Sampled | 100 | 100 | 200 |

chi-square = 8, df = 1, p < 0.005

Drownings | |||||

Few | Many | Sampled | Prop | ||

IceCream eaten |
Little | 60 | 40 | 100 | .50 |

Lots | 40 | 60 | 100 | .50 | |

Sampled | 100 | 100 | 200 | ||

Prop. | .50 | .50 | 1.00 |

** **

**Calculating Expected Frequencies
(given assumption of independence)**

Few | Many | Sampled | |

Little | .5*.5*200 = 50 | .5*.5*200 = 50 | 100 |

Lots | .5*.5*200 = 50 | .5*.5*200 = 50 | 100 |

Sampled | 100 | 100 | 200 |

**Differences**

Drownings | ||||

Few | Many | Sampled | ||

IceCream eaten |
Little | 10 | -10 | 0 |

Lots | -10 | 10 | 0 | |

Sampled | 0 | 0 | 0 |

Drownings | ||||

Few | Many | Sampled | ||

IceCream eaten |
Little | 100 | 100 | 200 |

Lots | 100 | 100 | 200 | |

Sampled | 200 | 200 | 400 |

**Squared differences divided by expected**

Drownings | ||||

Few | Many | Sampled | ||

IceCream eaten |
Little | 2 | 2 | 4 |

Lots | 2 | 2 | 4 | |

Sampled | 4 | 4 | 8 |

So the chi-square value is 8, the degrees of freedom = 1, and, if we look this up in the chi-square table, we find that the p-value (the significance) is < 0.05 (it is significant).
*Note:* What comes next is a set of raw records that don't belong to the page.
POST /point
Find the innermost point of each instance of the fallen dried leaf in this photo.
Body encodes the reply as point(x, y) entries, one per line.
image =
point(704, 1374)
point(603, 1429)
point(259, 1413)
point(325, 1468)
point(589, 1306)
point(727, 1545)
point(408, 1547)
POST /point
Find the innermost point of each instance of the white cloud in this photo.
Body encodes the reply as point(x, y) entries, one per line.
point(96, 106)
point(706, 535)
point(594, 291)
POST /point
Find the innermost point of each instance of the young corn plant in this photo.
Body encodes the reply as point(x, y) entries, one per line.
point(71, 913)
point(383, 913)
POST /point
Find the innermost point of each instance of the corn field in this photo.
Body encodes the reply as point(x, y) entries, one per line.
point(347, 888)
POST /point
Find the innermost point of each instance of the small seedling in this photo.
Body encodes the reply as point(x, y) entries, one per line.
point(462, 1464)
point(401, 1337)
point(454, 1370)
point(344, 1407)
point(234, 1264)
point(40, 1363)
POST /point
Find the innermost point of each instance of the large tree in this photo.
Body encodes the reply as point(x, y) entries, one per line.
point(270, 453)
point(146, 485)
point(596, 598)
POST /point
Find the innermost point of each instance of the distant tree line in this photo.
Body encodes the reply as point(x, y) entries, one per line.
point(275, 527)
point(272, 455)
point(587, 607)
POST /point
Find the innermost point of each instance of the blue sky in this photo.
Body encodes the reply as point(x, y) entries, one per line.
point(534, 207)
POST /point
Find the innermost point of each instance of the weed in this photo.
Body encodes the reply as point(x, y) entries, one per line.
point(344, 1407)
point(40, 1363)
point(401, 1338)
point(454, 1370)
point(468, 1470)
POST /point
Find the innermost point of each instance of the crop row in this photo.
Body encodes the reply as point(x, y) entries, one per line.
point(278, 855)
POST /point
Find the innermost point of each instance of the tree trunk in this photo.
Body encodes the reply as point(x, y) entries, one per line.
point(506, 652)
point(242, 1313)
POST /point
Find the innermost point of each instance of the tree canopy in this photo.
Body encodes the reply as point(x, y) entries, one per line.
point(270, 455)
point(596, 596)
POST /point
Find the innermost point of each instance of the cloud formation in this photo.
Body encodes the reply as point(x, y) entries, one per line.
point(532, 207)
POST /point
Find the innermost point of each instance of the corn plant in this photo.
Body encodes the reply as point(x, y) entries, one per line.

So ice-cream sales are related to drownings. The question is 'why?'. Your theory is that the reason why the amount of ice-cream is related to the number of drownings is because of a third variable, which is the temperature of the day. On hot days, people buy more ice-cream, and they also go swimming, which results in some drowings. Like this:

To test this theory, what you need to do is to control for temperature. According to the theory, if you consider only hot days, there should be no relationship between ice-cream and drownings. Similarly, if you consider only cold days, there should again be no relationship between ice-cream and drownings. The reason is that the only connection, theoretically, between ice-cream and drownings is through temperature.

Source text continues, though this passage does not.